Während Deutschlands Politiker den Notstand fortsetzen, weil in Deutschland weiterhin vorerkrankte Menschen von 90 oder 100 Jahren an einem Virus sterben, werden die sozialen Auswirkungen der katastrophalen Chaos-Politik immer schlimmer. Nun schlägt die Verbrechensopfer-Hilfsorganisation „Weißer Ring“ Alarm: Die „Lockdown-bedingte“ Kriminalität geht durch die Decke.

Über 10 Prozent mehr Opfer von Verbrechen wie häuslicher Gewalt, Sexualdelikte und Körperverletzung sind markieren nur die bislang bekanntgewordene Spitze des Eisbergs; denn – wie „Bild“ berichtet – und Zeiten des Lockdowns steigt auch die Gefahr eines massenweisen unentdeckten Missbrauchs von Kindern. Die Zeitung zitiert den Vorsitzenden des „Weißen Rings“ und Ex-BKA-Chef Jörg Ziercke mit den Worten: „Wir müssen leider mit dem Schlimmsten rechnen!“.

Gerade in Zeiten des Lockdowns steige die Gefahr von innerfamiliärer und auch sexueller Gewalt gegen Kinder, und infolge der Schließung von Kitas, Schulen und Sportvereinen entfällt auch die frühzeitige Feststellung von Unregelmäßigkeiten, Verhaltensauffälligkeiten oder Verletzungen durch geschultes Lehrer- und Erzieherpersonal. Schlimmer noch: „Der Lockdown führt dazu, dass wir in einer Phase zunehmender Gereiztheit miteinander leben“, so Ziercke.
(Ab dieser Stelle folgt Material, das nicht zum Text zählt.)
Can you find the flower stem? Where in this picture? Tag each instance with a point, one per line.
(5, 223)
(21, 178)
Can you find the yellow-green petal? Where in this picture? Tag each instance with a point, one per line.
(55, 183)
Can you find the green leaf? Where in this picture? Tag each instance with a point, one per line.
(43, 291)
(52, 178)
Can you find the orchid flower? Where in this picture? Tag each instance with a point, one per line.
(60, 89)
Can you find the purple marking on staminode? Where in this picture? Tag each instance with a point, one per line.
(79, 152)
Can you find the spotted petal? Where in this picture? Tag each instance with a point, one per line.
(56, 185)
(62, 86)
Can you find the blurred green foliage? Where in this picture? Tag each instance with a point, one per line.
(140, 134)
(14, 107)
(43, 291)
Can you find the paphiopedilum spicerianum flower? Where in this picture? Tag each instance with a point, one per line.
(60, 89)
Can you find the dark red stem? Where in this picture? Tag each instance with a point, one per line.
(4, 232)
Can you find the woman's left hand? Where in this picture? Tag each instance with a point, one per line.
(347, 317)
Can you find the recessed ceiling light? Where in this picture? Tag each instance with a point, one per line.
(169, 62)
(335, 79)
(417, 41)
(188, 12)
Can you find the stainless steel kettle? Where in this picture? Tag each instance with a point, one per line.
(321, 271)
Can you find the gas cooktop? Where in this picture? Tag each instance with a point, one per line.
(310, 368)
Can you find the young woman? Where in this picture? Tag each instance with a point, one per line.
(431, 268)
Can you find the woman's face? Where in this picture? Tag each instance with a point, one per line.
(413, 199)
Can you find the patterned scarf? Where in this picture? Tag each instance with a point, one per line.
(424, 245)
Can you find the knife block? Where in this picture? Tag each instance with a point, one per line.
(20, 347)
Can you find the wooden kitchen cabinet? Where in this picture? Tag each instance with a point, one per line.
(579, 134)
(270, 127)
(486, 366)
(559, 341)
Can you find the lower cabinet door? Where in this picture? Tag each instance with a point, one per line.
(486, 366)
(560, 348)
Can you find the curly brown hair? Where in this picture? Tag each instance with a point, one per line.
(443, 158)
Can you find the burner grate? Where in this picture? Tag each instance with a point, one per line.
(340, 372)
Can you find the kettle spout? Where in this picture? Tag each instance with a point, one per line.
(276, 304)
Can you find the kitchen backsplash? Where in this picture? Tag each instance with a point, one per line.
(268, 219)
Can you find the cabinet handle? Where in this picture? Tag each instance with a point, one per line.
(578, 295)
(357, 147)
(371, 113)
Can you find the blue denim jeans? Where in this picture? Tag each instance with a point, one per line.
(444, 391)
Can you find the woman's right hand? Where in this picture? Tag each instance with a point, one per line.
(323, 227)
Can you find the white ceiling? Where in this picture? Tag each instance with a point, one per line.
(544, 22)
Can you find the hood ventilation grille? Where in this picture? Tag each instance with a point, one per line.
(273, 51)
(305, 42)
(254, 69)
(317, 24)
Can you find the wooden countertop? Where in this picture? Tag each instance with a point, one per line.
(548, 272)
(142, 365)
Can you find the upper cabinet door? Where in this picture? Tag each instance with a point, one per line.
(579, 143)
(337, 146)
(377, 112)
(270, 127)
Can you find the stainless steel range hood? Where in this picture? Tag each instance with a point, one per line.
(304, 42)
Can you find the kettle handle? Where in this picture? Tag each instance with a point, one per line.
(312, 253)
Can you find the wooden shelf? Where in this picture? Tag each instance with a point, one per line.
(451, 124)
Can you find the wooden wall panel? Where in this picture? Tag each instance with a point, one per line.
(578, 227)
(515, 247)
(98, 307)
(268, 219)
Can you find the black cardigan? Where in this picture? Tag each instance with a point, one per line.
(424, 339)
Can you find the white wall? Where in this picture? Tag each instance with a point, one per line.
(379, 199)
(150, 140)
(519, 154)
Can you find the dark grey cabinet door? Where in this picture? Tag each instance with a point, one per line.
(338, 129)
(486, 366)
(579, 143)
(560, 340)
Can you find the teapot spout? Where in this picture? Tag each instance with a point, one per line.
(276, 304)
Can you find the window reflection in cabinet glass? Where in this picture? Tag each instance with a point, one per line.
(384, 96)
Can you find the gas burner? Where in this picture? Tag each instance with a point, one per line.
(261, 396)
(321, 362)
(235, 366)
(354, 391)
All diese Zustände werden den verantwortunglosen Soziopathen, die uns in Berlin oder München regierend, kaltschnäuzig in Kauf genommen – und zählen nichts gegenüber dem zum Selbstzweck erhobenen, als anscheinend einzigem Ziel staatlichen Handeln verbliebenen „Lebensschutz“, den sie sich auf die Fahnen geschrieben haben. Irgendwann wird man womöglich feststellen können, wieviele Menschenleben durch die Corona-Politik geopfert, gleichgültig akzeptiert und keines Gedankens gewürdigt wurden, um eine künstlich aufgebauschte Pandemie aufrechterhalten zu können. (DM)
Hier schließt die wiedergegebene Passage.